BANGKA BARAT, GLOBAL INVESTIGASI NEWS — Warga Dusun Bukit Rantau, Desa Kelabat, Kecamatan Parittiga, Kabupaten Bangka Barat, Kepulauan Bangka Belitung, digemparkan dengan penemuan sesosok jenazah laki-laki di area perkebunan, Jumat (11/9/2026) sekitar pukul 08.30 WIB.
Jenazah tersebut diketahui bernama Adi Purwanto, laki-laki berusia sekitar 48 tahun, warga Dusun Bukit Rantau, Desa Kelabat. Korban sebelumnya dilaporkan tidak pulang ke rumah selama kurang lebih empat hari.
Berdasarkan informasi yang dihimpun, korban meninggalkan rumah pada Senin (7/9/2026) setelah meminta uang sebesar Rp100.000 kepada istrinya, Erma (37). Saat itu, korban disebut berpamitan hendak pergi ke bengkel untuk memperbaiki ban sepeda motor.
Namun, sejak meninggalkan rumah, korban tidak kunjung kembali. Pihak keluarga kemudian melakukan pencarian hingga akhirnya sempat melaporkan kehilangan tersebut ke kepolisian setempat, yakni Polsek Jebus.
Ditemukan Setelah Pemilik Kebun Mencium Bau Tidak Sedap
Pada Jumat pagi, seorang warga bernama Asep yang merupakan pemilik kebun mencium aroma tidak sedap dari area perkebunannya.
Setelah dilakukan pengecekan, Asep menemukan sesosok jenazah laki-laki dalam kondisi tergantung di sebuah pohon akasia.
Mengetahui kejadian tersebut, Asep kemudian menghubungi Kepala Desa Kelabat, Roni. Informasi selanjutnya diteruskan kepada Bhabinkamtibmas dan jajaran Polsek Jebus.
Personel kepolisian bersama aparat terkait kemudian mendatangi lokasi untuk mengamankan tempat kejadian perkara (TKP) sekaligus melakukan proses evakuasi terhadap jenazah.
Jenazah selanjutnya dibawa ke Rumah Sakit Bakti Timah Desa Puput, Kecamatan Parittiga, untuk menjalani pemeriksaan medis dan visum luar.
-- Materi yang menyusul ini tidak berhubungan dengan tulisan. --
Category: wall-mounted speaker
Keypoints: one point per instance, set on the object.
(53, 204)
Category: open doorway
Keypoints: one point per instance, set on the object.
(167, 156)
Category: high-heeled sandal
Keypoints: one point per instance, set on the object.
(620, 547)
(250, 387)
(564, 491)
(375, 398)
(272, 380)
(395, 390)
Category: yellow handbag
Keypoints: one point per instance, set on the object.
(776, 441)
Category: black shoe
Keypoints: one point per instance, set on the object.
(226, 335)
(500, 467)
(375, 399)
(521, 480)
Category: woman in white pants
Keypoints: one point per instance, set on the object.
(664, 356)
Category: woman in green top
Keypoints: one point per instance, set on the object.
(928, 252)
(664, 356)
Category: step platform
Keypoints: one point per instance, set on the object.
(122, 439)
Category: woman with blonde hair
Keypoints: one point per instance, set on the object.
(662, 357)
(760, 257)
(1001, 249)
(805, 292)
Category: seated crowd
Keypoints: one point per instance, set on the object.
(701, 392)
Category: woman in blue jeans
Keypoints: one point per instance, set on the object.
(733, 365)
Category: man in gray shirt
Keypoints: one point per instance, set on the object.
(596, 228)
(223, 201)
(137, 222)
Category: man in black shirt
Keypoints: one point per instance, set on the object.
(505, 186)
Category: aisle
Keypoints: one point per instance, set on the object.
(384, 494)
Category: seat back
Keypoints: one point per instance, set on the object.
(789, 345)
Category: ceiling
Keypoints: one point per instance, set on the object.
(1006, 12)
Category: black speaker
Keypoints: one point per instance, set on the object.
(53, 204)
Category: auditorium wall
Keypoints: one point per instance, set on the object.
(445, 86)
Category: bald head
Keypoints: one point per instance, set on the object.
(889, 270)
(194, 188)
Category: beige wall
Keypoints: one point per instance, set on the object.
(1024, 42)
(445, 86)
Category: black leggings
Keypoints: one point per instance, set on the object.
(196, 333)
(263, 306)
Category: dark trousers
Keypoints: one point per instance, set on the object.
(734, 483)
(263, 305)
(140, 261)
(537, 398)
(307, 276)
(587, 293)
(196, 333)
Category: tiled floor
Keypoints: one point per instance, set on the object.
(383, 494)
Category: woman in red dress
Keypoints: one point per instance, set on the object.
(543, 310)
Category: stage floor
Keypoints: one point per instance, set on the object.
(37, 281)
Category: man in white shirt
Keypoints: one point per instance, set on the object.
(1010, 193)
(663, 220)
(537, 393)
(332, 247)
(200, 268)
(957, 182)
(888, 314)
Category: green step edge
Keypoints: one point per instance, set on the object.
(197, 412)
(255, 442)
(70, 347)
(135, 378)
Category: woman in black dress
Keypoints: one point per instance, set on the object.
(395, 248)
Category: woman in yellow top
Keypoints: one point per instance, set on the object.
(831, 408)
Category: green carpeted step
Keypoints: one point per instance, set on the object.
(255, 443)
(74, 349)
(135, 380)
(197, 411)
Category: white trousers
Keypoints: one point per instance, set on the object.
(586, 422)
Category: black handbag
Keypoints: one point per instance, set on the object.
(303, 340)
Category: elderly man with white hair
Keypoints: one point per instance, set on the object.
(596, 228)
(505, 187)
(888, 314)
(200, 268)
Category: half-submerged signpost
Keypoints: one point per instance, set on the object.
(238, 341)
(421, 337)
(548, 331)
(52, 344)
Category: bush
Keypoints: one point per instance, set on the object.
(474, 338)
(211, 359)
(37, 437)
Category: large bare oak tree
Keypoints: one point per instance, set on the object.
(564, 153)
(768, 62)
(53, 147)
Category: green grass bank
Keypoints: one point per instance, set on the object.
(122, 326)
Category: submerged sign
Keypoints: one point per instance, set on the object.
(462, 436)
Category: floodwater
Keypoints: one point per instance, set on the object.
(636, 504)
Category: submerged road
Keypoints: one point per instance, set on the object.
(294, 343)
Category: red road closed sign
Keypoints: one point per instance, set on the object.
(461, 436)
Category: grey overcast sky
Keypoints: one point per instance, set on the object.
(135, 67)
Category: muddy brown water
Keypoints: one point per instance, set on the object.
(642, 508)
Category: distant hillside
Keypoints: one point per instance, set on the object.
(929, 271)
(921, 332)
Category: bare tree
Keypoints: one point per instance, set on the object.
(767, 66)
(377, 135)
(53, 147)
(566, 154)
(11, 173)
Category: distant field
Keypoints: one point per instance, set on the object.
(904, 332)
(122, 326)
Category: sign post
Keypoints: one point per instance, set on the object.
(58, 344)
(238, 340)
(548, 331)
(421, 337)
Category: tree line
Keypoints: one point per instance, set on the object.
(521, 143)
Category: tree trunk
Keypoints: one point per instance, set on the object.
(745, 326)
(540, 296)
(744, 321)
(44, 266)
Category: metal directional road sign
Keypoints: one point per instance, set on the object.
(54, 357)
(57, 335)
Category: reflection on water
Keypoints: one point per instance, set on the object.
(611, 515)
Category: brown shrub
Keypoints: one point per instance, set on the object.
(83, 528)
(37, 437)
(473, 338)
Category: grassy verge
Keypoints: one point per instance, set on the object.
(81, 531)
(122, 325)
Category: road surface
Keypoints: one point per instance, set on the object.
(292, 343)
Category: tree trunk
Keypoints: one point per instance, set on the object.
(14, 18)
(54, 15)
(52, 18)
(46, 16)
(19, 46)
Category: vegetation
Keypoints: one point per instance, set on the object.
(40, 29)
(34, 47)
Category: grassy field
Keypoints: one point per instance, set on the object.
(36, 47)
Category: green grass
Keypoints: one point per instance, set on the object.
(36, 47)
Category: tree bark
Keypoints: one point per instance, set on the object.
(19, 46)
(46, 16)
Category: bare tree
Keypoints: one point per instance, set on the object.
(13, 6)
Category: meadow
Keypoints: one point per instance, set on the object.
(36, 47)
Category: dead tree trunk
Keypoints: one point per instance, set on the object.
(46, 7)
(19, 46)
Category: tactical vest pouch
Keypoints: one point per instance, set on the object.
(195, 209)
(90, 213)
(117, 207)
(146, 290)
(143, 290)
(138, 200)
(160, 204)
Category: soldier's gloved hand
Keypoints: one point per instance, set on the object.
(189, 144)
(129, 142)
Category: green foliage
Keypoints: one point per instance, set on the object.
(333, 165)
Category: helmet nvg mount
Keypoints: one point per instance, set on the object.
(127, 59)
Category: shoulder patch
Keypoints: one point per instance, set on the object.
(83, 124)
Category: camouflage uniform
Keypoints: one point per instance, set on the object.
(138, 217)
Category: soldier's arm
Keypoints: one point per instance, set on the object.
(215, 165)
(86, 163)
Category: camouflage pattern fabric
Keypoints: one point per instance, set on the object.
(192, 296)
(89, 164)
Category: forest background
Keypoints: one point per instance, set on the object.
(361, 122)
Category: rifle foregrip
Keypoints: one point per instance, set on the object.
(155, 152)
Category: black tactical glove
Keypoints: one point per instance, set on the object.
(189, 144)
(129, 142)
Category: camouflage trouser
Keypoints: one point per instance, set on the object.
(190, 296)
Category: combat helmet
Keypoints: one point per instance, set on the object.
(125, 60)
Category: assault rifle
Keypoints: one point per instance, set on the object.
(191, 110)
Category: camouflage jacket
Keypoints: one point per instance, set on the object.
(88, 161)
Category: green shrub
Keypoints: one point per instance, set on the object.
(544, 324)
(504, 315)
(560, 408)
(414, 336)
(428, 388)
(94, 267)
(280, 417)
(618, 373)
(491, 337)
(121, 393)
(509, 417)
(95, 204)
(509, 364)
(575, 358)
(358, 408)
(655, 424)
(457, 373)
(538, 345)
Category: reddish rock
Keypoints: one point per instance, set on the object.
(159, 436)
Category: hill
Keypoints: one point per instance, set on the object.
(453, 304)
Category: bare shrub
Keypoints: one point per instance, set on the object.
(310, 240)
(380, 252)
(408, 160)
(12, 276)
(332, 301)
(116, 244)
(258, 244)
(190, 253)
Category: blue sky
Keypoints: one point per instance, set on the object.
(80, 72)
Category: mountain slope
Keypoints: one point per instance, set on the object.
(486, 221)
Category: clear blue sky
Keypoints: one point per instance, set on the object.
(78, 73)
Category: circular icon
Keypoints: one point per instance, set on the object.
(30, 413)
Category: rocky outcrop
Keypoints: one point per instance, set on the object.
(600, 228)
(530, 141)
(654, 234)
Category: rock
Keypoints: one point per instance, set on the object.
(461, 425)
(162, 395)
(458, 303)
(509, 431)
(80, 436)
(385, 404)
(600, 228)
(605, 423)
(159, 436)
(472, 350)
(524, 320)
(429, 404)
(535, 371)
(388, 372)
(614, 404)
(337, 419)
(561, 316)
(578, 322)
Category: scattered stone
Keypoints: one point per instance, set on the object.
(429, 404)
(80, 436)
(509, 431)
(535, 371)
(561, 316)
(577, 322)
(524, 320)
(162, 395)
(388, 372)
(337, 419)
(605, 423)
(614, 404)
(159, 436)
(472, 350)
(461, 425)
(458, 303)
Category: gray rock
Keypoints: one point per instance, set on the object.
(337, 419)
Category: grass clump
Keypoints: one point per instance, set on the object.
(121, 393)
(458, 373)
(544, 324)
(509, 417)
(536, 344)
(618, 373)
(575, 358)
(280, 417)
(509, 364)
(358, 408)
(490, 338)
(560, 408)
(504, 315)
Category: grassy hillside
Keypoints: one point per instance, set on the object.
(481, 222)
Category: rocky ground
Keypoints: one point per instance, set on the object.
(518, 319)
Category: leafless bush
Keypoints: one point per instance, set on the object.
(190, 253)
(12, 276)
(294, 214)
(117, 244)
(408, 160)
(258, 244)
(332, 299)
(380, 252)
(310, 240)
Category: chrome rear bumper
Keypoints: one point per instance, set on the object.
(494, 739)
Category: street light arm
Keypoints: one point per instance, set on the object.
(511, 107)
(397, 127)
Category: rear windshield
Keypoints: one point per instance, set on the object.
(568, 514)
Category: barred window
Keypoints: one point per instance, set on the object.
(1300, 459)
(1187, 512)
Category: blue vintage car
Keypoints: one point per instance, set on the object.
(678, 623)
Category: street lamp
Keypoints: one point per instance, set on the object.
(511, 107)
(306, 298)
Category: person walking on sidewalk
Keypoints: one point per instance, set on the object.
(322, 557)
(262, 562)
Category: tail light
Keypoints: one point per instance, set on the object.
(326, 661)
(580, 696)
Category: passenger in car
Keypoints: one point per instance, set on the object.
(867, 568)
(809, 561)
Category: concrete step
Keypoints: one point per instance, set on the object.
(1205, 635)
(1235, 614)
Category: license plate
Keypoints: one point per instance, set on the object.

Polisi: Tidak Ditemukan Tanda Kekerasan Fisik
Berdasarkan pemeriksaan awal oleh pihak kepolisian dan tenaga medis, hingga pemeriksaan visum luar selesai sekitar pukul 11.40 WIB, tidak ditemukan tanda-tanda kekerasan fisik lain pada tubuh korban.
Meski demikian, penyebab pasti kematian tetap menjadi kewenangan pihak berwenang berdasarkan hasil pemeriksaan dan penyelidikan.
Informasi mengenai dugaan tekanan ekonomi keluarga disebut sebagai salah satu kemungkinan latar belakang peristiwa tersebut. Namun, hal tersebut masih merupakan dugaan dan belum dapat dijadikan kesimpulan pasti mengenai motif korban.
Setelah proses pemeriksaan dan administrasi selesai, jenazah diserahkan kepada pihak keluarga untuk dibawa ke rumah duka di Dusun Bukit Rantau.
Korban diketahui berstatus sebagai kepala keluarga dan bekerja sebagai buruh harian lepas. Almarhum meninggalkan seorang istri dan tiga orang anak, terdiri dari dua perempuan dan satu laki-laki.
Jenazah direncanakan dimakamkan di Tempat Pemakaman Umum (TPU) Desa Kelabat pada Jumat sore.
Aparat Pastikan Situasi Kondusif
Dalam penanganan kejadian tersebut, personel kepolisian bersama aparat pemerintah desa dan unsur terkait melakukan pengamanan TKP, membantu evakuasi jenazah, berkoordinasi dengan Unit Reskrim Polsek Jebus serta pihak rumah sakit, dan mendampingi keluarga selama proses pemeriksaan medis.
Aparat desa juga berkoordinasi dengan keluarga terkait persiapan pemakaman.
Pasca-kejadian, aparat kewilayahan disebut terus melakukan pemantauan situasi di sekitar kediaman keluarga korban serta memberikan pendampingan kepada pihak keluarga agar situasi keamanan dan ketertiban masyarakat tetap kondusif.
Peristiwa tersebut menjadi duka bagi keluarga dan masyarakat Dusun Bukit Rantau. Pihak terkait mengimbau masyarakat agar tidak menyebarkan foto jenazah maupun informasi yang belum terverifikasi untuk menghormati keluarga korban.